目をキラキラさせながら、レイラを見つめていた。
思わず苦笑いのレイラ。
「訳あって変装しているが詳しくは帰ってから話す。ムム、すまぬが本はまた後日でも構わぬか?」
ムムは少し表情が曇ったが、彼女なりにレイラの心情を察してくれたようで、
「・・・・・・うん!!! いつでも来れるもんね!!!」
そんな聞き分けのいいムムの頭を撫でるリリア。
「お前は本当に良い子だなムム」
本来ならこんな小さな子は、駄々をこねてもおかしくはないが、ムムは聞き分けがよかった。
むしろ、リリアに撫でられたことにより満足しているようだ。
ムムも納得してくれた事で、一刻も早くここから立ち去らなければならない。
「では服屋の路地裏に入り一先ず家に戻るぞ」
四人はゼノンに掴まりワープする。
家の前に着き、レイラの変装を解除するとトラリーとムムはまたしても目を輝かせていた。
美しい銀髪に宝石のような水色の瞳、
そして陶器のように白い肌。
正に聖女であった。
二人は惚けたまま部屋に入り椅子に腰掛ける。
レイラがゼノンに話した経緯を皆に話す。
「よくある話ね! 下の者が力を持てば、上の者からは目障りとなる。

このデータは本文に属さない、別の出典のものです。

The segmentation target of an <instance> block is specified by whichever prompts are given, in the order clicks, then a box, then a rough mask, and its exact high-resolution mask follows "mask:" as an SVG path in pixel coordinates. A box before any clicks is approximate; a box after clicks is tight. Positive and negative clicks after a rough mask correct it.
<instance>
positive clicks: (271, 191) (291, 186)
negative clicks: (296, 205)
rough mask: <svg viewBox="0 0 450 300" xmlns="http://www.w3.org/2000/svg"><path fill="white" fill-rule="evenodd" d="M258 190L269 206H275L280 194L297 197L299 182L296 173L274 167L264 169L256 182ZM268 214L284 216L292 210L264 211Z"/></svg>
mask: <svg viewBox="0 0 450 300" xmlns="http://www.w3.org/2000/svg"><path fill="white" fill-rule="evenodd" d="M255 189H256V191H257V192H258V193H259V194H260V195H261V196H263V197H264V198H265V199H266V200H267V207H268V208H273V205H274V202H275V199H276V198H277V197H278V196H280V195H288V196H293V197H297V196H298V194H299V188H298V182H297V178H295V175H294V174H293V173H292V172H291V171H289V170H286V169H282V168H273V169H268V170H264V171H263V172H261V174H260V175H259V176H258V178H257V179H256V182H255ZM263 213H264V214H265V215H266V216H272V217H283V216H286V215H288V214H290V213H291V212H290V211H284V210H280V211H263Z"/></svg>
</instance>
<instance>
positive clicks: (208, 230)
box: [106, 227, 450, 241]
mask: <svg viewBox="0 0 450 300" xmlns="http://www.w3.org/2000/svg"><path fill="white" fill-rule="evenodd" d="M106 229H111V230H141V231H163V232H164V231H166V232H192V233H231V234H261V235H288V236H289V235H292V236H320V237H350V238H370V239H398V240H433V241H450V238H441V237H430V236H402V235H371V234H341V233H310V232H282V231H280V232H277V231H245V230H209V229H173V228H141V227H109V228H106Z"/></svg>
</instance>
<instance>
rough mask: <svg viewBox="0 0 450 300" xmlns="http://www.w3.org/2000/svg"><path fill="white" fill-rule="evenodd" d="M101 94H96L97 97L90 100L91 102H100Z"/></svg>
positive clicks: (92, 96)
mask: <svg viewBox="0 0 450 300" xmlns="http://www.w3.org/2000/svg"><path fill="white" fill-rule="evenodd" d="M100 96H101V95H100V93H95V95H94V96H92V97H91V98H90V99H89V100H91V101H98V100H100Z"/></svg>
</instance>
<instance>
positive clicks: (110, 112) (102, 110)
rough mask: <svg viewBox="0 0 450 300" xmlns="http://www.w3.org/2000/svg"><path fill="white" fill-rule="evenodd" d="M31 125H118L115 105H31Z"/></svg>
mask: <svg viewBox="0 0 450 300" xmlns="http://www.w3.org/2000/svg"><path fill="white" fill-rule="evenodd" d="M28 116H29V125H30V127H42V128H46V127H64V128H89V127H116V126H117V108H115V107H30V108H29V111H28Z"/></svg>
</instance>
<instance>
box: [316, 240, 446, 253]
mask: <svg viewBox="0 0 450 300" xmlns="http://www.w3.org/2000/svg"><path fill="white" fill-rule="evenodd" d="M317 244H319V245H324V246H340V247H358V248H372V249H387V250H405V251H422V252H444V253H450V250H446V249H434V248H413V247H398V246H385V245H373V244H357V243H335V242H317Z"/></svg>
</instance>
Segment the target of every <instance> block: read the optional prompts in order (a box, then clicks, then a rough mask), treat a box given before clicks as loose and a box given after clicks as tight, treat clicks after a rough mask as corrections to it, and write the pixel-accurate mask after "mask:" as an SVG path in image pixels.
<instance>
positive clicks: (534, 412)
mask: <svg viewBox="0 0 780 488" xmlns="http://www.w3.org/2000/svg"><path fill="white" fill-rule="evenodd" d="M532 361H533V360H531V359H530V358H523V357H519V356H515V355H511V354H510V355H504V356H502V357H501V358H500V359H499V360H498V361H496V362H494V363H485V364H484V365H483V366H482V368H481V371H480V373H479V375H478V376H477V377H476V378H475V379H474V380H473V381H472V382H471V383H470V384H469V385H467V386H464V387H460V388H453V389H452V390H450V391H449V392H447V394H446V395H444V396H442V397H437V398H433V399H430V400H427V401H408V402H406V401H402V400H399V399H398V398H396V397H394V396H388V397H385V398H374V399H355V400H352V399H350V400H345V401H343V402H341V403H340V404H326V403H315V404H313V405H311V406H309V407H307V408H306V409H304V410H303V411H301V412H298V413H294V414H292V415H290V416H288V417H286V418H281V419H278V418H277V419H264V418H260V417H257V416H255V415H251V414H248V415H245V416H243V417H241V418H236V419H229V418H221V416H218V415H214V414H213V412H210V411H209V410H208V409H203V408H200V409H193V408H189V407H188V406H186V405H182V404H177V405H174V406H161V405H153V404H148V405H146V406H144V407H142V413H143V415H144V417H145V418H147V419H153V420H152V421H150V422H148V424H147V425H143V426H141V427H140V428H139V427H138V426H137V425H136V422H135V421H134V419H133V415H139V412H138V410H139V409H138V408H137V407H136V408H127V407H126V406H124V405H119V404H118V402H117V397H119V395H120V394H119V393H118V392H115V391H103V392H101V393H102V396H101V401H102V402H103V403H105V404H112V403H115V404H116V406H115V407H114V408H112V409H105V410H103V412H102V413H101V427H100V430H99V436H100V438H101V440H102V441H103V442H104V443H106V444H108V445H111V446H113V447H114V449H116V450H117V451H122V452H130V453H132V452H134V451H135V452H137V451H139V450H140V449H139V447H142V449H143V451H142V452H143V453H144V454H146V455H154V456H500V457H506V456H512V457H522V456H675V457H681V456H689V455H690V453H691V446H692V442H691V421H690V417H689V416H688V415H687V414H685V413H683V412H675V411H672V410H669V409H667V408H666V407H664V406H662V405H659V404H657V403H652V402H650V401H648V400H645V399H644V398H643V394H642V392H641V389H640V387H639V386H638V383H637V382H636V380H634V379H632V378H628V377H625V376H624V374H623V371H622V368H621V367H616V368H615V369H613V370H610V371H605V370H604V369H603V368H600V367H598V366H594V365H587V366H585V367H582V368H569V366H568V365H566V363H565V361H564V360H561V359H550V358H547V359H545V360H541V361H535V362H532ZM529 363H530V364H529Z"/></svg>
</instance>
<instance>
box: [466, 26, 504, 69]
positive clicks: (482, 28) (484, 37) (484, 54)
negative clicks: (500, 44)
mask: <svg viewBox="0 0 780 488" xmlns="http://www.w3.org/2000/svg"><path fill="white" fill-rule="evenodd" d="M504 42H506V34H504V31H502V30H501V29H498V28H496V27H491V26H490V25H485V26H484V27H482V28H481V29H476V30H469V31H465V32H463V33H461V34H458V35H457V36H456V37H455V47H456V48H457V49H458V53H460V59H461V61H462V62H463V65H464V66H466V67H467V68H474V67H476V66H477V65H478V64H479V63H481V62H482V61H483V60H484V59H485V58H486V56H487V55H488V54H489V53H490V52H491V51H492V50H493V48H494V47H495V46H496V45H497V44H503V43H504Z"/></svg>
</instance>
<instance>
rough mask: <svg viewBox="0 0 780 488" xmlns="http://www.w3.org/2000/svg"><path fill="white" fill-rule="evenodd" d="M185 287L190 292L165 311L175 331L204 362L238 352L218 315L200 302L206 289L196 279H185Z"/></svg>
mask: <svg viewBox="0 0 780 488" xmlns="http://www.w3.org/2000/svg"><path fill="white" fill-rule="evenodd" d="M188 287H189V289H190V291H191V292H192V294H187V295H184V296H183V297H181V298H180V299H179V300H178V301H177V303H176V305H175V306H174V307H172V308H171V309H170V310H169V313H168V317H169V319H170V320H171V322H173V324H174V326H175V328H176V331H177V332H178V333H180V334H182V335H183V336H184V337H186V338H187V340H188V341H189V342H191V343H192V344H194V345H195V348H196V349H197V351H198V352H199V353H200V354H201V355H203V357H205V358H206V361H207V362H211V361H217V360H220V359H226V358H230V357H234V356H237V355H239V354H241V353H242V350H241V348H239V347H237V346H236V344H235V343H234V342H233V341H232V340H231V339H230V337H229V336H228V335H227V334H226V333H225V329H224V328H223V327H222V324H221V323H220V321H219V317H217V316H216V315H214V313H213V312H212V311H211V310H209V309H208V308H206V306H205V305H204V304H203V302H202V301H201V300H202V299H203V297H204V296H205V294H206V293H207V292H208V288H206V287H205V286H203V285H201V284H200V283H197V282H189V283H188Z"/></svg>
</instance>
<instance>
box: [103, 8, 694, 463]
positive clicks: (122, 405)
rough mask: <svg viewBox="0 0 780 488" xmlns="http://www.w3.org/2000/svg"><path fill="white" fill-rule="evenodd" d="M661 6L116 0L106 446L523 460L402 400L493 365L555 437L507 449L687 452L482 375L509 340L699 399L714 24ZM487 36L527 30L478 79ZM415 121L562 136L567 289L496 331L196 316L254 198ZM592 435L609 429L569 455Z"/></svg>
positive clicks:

ゼノン様の場合は返り討ちにしていたけどね!」
「そうなんですか?! すみません、私にはその様な力がなくて・・・・・・」
レイラは自分が弱いから今回の事態を招いてしまったのだと責められてるものだと思い、頭を下げた。
しかし、リリアに全くそのつもりはない。
「責めてるわけじゃないわよ! ゼノン様は別格だもの。それよりレイラはこれからどうするの?」
リリアも彼女のことを気遣っているのだろう。
知らない仲でもないわけだから。
「ゼノン様にも話したのですが、ここで暫くお世話になりたく思います。聖魔法が使えますので、ムムちゃんの先生役として住まわせて頂きます」
「えぇ?!!!! 本当に?!!!! ありがとうレイラお姉ちゃん!!!」
ムムもトラリーに負けないくらい魔法に興味があり、毎日練習をしていた。
ここで専属の先生が付くのはムムにとっても嬉しいことである。
「はい! よろしくお願いしますね!」
「レイラは何歳なの?」
「え? 私は18歳になりました!」
「私は21歳よ! なら私がお姉ちゃんね!!! よろしくレイラ!」
「はい!よろしくお願いしますリリアお姉様!」
こうしてまたしてもゼノン一家に人が増えた。
5人と2匹のゼノン一家となった。